Charity and Hope emitted nervous squeaks.

“Nothing to worry yourself over, ladies,” Benden went on with a reassuring smile. “We use gravity wells all the time as a quick way to break out of a system.”

“Be damned grateful we’re getting off this frigging forsaken mudball,” Kimmer said angrily, rising to his feet. “Go on, now, sort out what you’ve got to bring but keep it to the weight limit. Hear me?”

The women removed themselves, with Faith casting one last despairing glance over her shoulder at her father. Benden wondered why he had thought any of them graceful. They waddled in a most ungainly fashion.

“You’ve been extremely generous, Lieutenant,” Kimmer said affably as he settled himself again in the high-backed carved chair that he usually occupied at the table. “I thought we’d be lucky enough to get off with what we have on our backs.”

“Are you absolutely positive that there are no other survivors on Pern?” Benden asked, favoring a direct attack. “Others could have carved holds out of cliffs and remained secure from that airborne menace of yours.”

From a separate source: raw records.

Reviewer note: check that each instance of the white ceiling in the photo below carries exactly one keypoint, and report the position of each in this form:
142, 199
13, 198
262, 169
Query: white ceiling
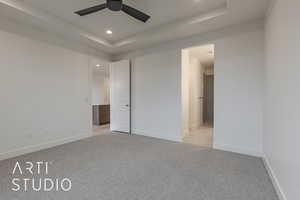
170, 19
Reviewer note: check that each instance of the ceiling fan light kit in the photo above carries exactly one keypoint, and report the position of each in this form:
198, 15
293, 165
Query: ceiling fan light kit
116, 5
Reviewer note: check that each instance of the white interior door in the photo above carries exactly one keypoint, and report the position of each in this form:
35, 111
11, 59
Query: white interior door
120, 96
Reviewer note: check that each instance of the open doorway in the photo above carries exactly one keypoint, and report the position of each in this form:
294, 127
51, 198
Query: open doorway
198, 95
100, 98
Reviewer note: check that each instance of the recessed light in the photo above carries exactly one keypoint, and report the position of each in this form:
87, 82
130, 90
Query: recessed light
109, 32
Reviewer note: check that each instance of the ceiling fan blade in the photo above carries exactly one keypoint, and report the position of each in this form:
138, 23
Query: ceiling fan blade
91, 10
135, 13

“Yes, they could have, but for one thing, there aren’t any cave systems here on the southern continent. And I’ll tell you why I think the rest perished after I lost the last radio contact with those at Drake’s Lake and Dorado. In those days I was more confident of rescue and I’d enough power left in my sled to make one more trip back to Bitkim Island, where I’d mined some good emeralds.” He paused, leaning forward, elbows on the table and shaking one finger at Benden. “And black diamonds.”


Black
diamonds?” Benden exclaimed, doing what he considered an admirable job of faking amazement.

“Black diamonds, a whole beachful of them. That’s what I intend to bring back.”

“Twenty-three-point-five kilos of them?”

“And a few pieces of turquoise that I found.”

“Really?”

“When I’d enough of a load of stones, I went into a natural cavern on Bitkim’s southeast side. Big enough to anchor ships in, if you stepped the mast. And it was there.”

“Pardon?”

“Jim Tillek’s ship was there, mast and all, holes and grooves where Thread had scored it time and again.”

“Jim Tillek?”

“The admiral’s right hand. And a man who loved that ship. Loved it like other men love women—or Fussy Fusi loved flying.” Kimmer allowed his malice to show briefly. “But I’m telling you, Jim Tillek wouldn’t have left that ship, not to gather dust and algae on her hull, if he was alive somewhere on Pern. And that ship had been anchored there three or four years. That’s one very good reason why I know no one was left alive.

“Did you find any sign of human occupation,” Kimmer went on, his voice less intense, his eyes glittering almost mockingly, “when you spiraled down across the northern hemisphere?”

“No, neither on infra or power-use detection,” Benden had to admit.

Kimmer spread both arms wide then. “You know there’s no one there, then. No need to waste your reserves of fuel to find ’em. We’re the last alive on Pern and, I’ll tell you this, it’s no planet for mankind.”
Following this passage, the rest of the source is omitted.